Rachna Dhand is currently working as Principal Machine Learning in Cybernetics with BHP Billiton, WA Australia. For most of the decade she had worked on variety of roles in Higher Education, Oil and Gas and Metals and Minerals sector across India and Australia.
She completed her doctorate in Control Engineering and Predictive Analytics from School of Engineering and Energy, Murdoch University in 2011. She is working in Data Science domain since 2011. Prior to her migration to Australia, she worked as an academic and was researching on programming methodologies like SOAP/CORBA and Internet message passing optimization from 2000 to 2007.
She has worked on more than 20 projects in Data Science and Analytics. Her expertise is in application of Time Series Modelling as well as Machine learning across varied domains including Education, Mining and Publishing sectors. All her projects are successfully deployed and play integral role in BI and interventions on Business improvement.
In last 6 years, Rachna has structured and driven significant changes in a variety of industrial domains focusing on the application Data Science and Predictive Analytics to drive business transformation.

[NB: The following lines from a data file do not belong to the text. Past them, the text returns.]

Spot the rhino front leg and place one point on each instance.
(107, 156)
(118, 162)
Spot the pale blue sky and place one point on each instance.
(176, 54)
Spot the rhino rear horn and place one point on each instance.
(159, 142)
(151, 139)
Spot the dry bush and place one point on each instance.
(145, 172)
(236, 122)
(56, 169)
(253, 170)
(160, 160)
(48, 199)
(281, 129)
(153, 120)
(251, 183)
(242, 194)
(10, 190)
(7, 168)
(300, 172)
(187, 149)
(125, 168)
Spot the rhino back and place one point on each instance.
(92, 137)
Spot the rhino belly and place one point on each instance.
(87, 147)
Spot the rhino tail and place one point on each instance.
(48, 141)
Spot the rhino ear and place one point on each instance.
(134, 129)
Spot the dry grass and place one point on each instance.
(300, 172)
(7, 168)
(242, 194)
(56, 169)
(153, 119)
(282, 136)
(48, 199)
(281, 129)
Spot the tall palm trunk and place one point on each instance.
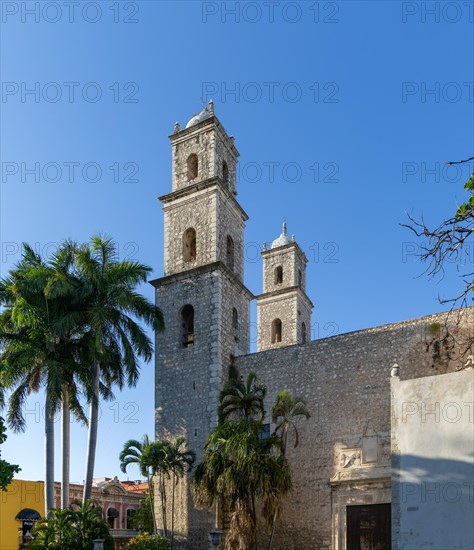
(283, 451)
(92, 437)
(254, 520)
(49, 457)
(172, 511)
(65, 448)
(151, 492)
(163, 504)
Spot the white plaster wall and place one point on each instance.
(433, 471)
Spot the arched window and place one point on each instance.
(187, 326)
(225, 173)
(230, 252)
(130, 513)
(189, 245)
(276, 331)
(235, 319)
(278, 275)
(112, 514)
(193, 166)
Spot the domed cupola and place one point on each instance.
(282, 240)
(203, 115)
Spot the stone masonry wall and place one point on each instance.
(188, 380)
(346, 381)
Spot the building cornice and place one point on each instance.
(200, 270)
(284, 248)
(281, 292)
(211, 121)
(210, 183)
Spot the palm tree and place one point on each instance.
(179, 461)
(241, 469)
(239, 399)
(285, 411)
(137, 452)
(73, 527)
(37, 348)
(118, 341)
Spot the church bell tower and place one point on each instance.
(205, 305)
(283, 309)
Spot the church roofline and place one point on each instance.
(180, 275)
(287, 290)
(271, 251)
(400, 325)
(199, 186)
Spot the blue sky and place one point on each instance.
(343, 112)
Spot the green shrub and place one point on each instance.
(148, 542)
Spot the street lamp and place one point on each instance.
(215, 539)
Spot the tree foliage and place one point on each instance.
(449, 243)
(242, 472)
(142, 519)
(74, 527)
(7, 471)
(148, 542)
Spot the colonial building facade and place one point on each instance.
(342, 468)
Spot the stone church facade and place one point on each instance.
(342, 466)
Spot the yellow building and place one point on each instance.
(20, 506)
(23, 504)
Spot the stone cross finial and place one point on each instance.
(211, 107)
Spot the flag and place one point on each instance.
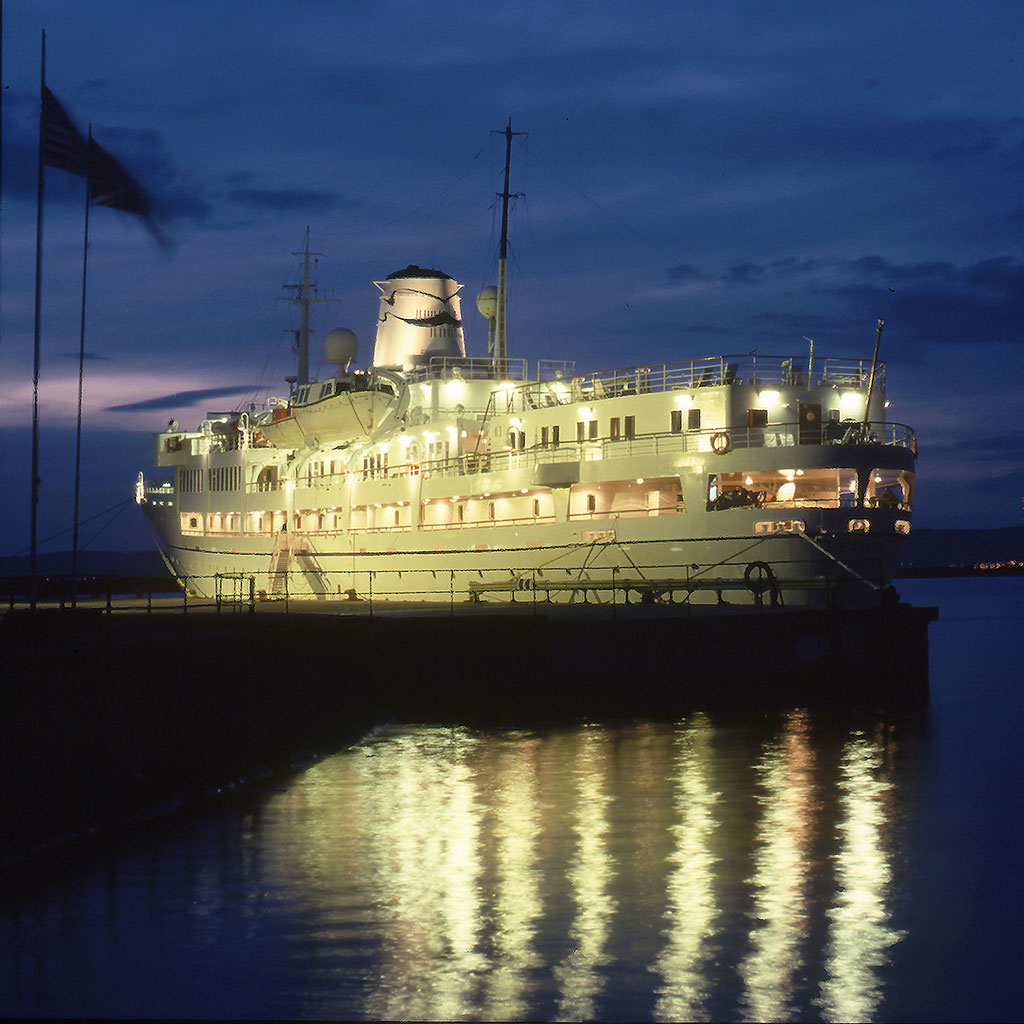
(110, 183)
(62, 143)
(113, 185)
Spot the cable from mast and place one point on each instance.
(499, 348)
(304, 297)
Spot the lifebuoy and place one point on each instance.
(760, 578)
(720, 442)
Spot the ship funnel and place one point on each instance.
(420, 317)
(340, 348)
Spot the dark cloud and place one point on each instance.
(715, 329)
(181, 399)
(283, 199)
(938, 301)
(744, 273)
(685, 272)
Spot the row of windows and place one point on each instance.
(189, 481)
(224, 477)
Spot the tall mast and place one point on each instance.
(501, 342)
(304, 298)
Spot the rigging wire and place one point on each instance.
(120, 507)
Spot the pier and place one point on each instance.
(127, 706)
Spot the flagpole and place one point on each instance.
(33, 579)
(81, 377)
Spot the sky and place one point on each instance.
(698, 178)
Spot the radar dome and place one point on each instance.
(486, 301)
(341, 346)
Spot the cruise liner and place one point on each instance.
(433, 475)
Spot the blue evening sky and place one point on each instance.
(699, 178)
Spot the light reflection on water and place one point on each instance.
(692, 870)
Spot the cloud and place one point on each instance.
(933, 301)
(181, 398)
(283, 199)
(938, 301)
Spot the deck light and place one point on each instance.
(849, 400)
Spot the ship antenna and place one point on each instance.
(499, 353)
(304, 297)
(870, 380)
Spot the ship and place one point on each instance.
(432, 475)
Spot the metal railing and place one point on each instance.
(762, 583)
(756, 371)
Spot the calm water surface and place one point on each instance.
(760, 867)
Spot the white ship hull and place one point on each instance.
(441, 477)
(655, 517)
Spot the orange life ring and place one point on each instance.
(720, 442)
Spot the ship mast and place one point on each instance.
(499, 353)
(304, 297)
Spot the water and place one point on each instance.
(793, 865)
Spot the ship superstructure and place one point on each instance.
(436, 476)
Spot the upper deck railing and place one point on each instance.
(753, 370)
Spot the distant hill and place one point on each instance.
(924, 549)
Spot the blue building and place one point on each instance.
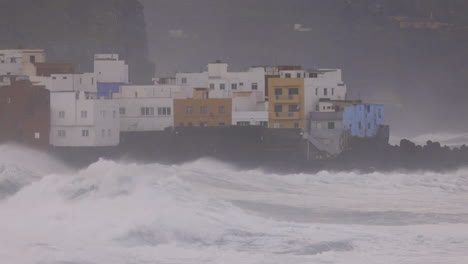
(363, 120)
(107, 89)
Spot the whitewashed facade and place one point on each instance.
(109, 69)
(19, 62)
(147, 107)
(222, 83)
(80, 119)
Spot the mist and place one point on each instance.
(420, 74)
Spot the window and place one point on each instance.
(293, 108)
(243, 123)
(202, 110)
(293, 91)
(222, 109)
(164, 111)
(147, 111)
(62, 133)
(278, 108)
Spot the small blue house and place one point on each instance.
(107, 89)
(363, 120)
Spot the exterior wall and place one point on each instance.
(212, 117)
(252, 118)
(70, 82)
(327, 85)
(25, 114)
(218, 77)
(285, 118)
(363, 120)
(327, 132)
(109, 69)
(20, 62)
(132, 99)
(101, 120)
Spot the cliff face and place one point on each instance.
(74, 31)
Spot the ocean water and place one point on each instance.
(210, 212)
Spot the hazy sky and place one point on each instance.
(419, 74)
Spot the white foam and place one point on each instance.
(208, 212)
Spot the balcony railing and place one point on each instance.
(286, 97)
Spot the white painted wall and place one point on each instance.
(253, 117)
(101, 120)
(328, 84)
(109, 69)
(133, 98)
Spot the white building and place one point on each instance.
(222, 83)
(19, 62)
(109, 69)
(147, 108)
(80, 119)
(246, 110)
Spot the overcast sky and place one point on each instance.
(419, 74)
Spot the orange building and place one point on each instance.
(202, 111)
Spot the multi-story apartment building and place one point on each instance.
(202, 111)
(296, 93)
(25, 114)
(147, 108)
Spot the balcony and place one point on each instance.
(286, 98)
(286, 115)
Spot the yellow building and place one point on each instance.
(202, 111)
(286, 102)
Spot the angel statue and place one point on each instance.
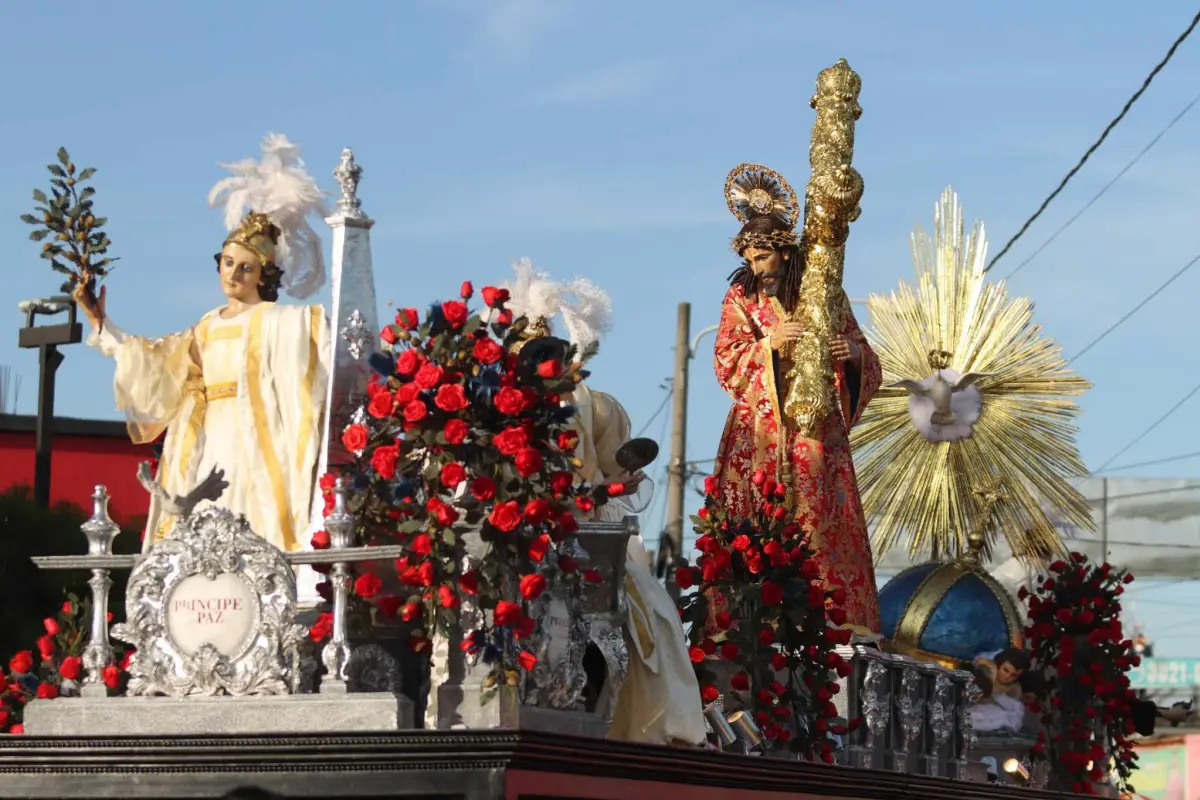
(659, 701)
(240, 391)
(756, 328)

Augmenting Machine Learning in Asset Reliability
Our strategy in BHP is to own and operate large, long-life, low-cost, expandable and upstream assets. And we are diversified by commodity, geography and market. This scale and diverse footprint puts us in the perfect position to leverage the next-generation of Artificial Intelligence and Machine Learning. Machine learning is problem focused. Our strategy is to apply machine learning to most complex problems we face with assets to drive insights as well as enhance their reliability. The focus of this presentation will be ‘How we embraced machine learning to our assets to enhance their reliability and fault tolerance’.